Die Sache hat nur einen Haken. Selbst solch ein Schlag gegen die Drogenbanden hatte keinen Einfluss auf den Verkaufspreis auf der Straße und den Clubs der Metropolen. Sprich: Der allergrößte Teil des Rauschgifts kommt durch. Der Rekordfund ist mehr wie eine gewonnene Schlacht – den Krieg, um im Bild zu bleiben, drohen die Behörden zu verlieren. Und das Kokain verändert von vielen unbemerkt Gemeinwesen und Sicherheitslage des Landes.

Die Koka-Anbauflächen in Südamerika wachsen stetig an, die Produktionsmengen explodieren und die Nachfrage ist anscheinend riesig – jedes Jahr erreichen immer größere Ladungen den weltweit wichtigsten Absatzmarkt Europa.

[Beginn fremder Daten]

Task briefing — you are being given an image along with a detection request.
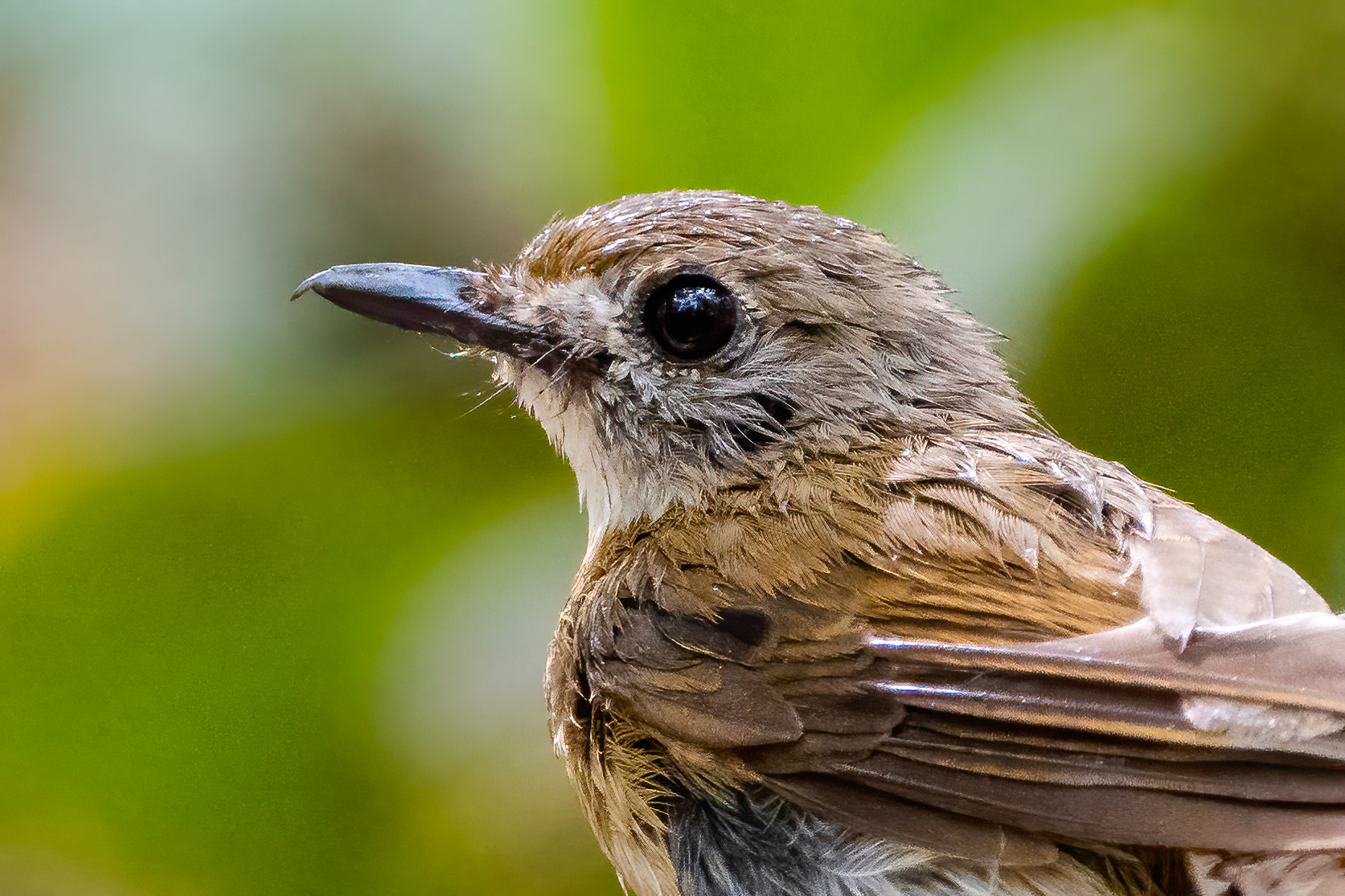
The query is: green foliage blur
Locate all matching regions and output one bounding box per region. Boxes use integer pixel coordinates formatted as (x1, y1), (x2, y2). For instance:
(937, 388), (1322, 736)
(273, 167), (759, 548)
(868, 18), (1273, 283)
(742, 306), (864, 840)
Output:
(0, 0), (1345, 896)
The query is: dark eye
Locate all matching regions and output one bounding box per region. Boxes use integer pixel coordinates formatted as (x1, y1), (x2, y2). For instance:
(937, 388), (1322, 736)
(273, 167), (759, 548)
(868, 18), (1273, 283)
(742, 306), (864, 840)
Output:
(644, 275), (738, 361)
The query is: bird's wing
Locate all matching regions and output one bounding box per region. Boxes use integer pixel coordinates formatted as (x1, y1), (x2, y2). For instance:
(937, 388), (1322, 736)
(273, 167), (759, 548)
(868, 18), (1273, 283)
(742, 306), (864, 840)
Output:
(764, 613), (1345, 853)
(592, 591), (1345, 864)
(584, 430), (1345, 864)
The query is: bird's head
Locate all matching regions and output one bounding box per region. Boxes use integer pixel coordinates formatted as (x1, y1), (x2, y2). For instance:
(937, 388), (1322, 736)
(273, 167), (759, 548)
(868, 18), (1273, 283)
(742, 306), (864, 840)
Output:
(296, 191), (1035, 534)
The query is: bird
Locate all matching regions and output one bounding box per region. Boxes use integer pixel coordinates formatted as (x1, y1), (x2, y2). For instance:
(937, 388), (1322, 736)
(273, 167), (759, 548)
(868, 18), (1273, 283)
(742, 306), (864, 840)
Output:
(294, 190), (1345, 896)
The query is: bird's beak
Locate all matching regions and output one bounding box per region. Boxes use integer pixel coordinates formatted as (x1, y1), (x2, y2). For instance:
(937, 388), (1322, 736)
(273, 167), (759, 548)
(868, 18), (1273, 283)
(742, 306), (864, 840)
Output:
(290, 262), (556, 361)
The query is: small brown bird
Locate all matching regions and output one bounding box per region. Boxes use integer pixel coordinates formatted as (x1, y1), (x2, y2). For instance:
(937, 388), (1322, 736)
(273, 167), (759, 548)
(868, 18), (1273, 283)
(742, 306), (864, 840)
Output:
(296, 191), (1345, 896)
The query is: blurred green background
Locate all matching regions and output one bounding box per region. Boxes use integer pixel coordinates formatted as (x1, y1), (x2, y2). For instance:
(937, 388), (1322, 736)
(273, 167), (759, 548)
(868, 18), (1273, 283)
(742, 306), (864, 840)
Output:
(0, 0), (1345, 896)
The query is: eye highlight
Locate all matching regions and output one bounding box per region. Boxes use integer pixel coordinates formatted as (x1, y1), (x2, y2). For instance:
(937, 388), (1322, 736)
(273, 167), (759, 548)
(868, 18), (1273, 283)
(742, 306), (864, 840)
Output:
(644, 275), (738, 361)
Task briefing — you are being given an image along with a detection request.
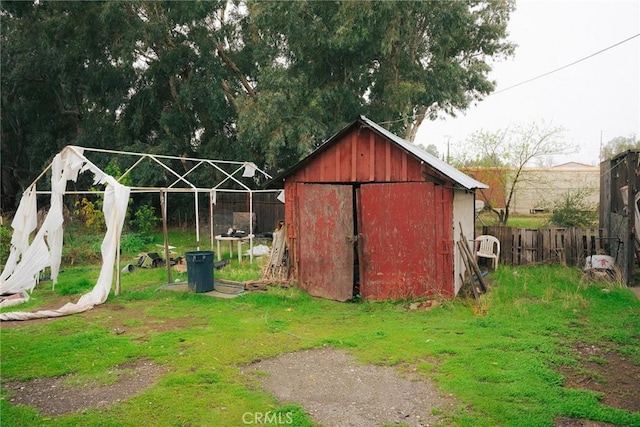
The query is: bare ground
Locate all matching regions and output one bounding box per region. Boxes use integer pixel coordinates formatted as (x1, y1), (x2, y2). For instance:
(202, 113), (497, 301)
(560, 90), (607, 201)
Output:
(244, 348), (454, 427)
(2, 360), (167, 416)
(0, 290), (640, 427)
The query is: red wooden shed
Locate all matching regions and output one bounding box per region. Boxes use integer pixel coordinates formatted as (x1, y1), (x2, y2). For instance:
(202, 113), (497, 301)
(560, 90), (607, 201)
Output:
(270, 116), (487, 301)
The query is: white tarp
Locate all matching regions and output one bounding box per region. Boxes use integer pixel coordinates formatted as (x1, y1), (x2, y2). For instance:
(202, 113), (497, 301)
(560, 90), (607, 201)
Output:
(0, 147), (130, 320)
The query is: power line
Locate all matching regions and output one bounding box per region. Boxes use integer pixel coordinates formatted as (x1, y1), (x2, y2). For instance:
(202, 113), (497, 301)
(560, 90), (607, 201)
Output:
(489, 33), (640, 96)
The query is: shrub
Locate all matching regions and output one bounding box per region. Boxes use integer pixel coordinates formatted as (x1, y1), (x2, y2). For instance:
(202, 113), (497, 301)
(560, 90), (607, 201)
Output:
(131, 205), (160, 235)
(550, 189), (597, 227)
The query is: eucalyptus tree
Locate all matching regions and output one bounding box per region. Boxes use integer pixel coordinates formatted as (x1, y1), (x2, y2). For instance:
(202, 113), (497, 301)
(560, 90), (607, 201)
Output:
(238, 0), (513, 171)
(0, 0), (513, 214)
(0, 1), (133, 210)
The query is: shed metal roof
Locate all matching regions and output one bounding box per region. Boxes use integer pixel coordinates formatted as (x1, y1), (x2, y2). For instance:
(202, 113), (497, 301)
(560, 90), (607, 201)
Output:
(266, 115), (489, 190)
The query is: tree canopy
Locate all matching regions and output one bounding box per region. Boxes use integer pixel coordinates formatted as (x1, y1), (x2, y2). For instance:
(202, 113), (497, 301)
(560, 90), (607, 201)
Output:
(0, 0), (513, 211)
(458, 122), (577, 224)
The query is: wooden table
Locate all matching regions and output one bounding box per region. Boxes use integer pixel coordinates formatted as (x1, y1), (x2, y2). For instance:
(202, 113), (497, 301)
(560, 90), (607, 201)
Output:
(216, 234), (253, 262)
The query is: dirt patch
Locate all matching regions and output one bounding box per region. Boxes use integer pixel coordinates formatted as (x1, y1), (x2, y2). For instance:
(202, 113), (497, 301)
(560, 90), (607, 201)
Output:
(554, 417), (616, 427)
(2, 361), (167, 415)
(561, 343), (640, 412)
(244, 348), (454, 427)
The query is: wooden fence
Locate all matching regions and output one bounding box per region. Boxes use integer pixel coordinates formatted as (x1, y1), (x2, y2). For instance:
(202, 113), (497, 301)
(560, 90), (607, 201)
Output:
(482, 226), (618, 266)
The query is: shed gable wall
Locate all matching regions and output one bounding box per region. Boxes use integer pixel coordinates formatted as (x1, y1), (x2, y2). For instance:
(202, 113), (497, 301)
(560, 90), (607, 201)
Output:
(287, 128), (443, 183)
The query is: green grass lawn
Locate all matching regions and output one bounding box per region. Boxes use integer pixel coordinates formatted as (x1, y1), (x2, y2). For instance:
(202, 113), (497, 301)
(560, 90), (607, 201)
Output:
(0, 261), (640, 427)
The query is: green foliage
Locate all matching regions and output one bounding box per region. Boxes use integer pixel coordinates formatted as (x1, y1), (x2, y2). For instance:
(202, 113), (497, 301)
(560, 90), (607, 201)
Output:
(600, 135), (640, 160)
(131, 205), (161, 235)
(73, 197), (106, 233)
(0, 266), (640, 426)
(550, 189), (598, 227)
(0, 0), (514, 213)
(120, 233), (155, 255)
(456, 122), (577, 224)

Das Bundeskriminalamt (BKA) stellte in dieser Woche sein Lagebild Rauschgiftkriminalität vor; die Menge an sichergestelltem Kokain hat sich demnnach 2023 im Vergleich zum Jahr zuvor in Deutschland auf 43 Tonnen verdoppelt. Für das laufende Jahr will die Behörde noch keine Zahlen nennen.

Quelle: Infografik WELT

Eine „Line“ gehört für viele zu einer gelungenen Party dazu, auch im Arbeitsleben hat die Droge anscheinend ihr Stigma verloren. Genaue Zahlen zu Nutzern gibt es naturgemäß nicht, aber die Delikte rund um Kokain geben einen Hinweis auf die Nachfrage: Sie stiegen 2023 um 27,4 Prozent an, ein weiterer Höchstwert.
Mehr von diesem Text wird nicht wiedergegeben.